The former athletes who first brought suit in 2014 have won at every stage of the litigation, with courts finding the NCAA rules anti-competitive. Those athletes have the support of the Biden administration and player associations in such professional sports groups as the NFL, WNBA and the NBA.
Shawne Alston, a former running back at the University of West Virginia, was among the original plaintiffs.

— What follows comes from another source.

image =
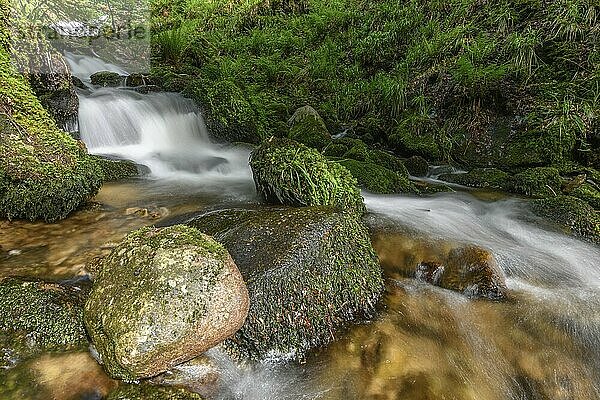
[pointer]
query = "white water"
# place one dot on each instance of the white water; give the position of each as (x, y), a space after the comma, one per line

Longtime sports broadcaster and Fox News contributor Jim Gray says the NCAA has long resisted change. "The whole system, the whole structure of all of this needs to be revamped and reformed, " he said. "These institutions are making billions of dollars off of television. Everybody gets to touch it. Everybody's taking it home. The sneaker companies are profiteering. The coaches are profiteering. Everybody except for those who are providing the service and putting on the product. The players they need to be paid. It's long overdue."
The NCAA – with the support of major college sports conferences – says it continues to make reforms, but that its efforts have been stalled by continuing anti-trust lawsuits. The organization's president, Mark Emmert, has urged Congress to get involved.
"Without Congress' help, I fear that imbalances in recruiting, booster activities and potentially direct compensation to student-athletes will professionalize college sports, turn college athletes into employees, and erode the college sports' fundamental character," he said in a recent Senate hearing.
In a lighthearted moment early in the telephone argument, attorney Seth Waxman, representing the NCAA, mistakenly referred to Thomas as "chief justice."
"Thank you for the promotion," said Thomas, laughing.
"There is no opening," deadpanned the seat's current occupant, Roberts.
The consolidated cases are National Collegiate Athletic Association v. Alston (20-512) and American Athletic Conference v. Alston (20-520).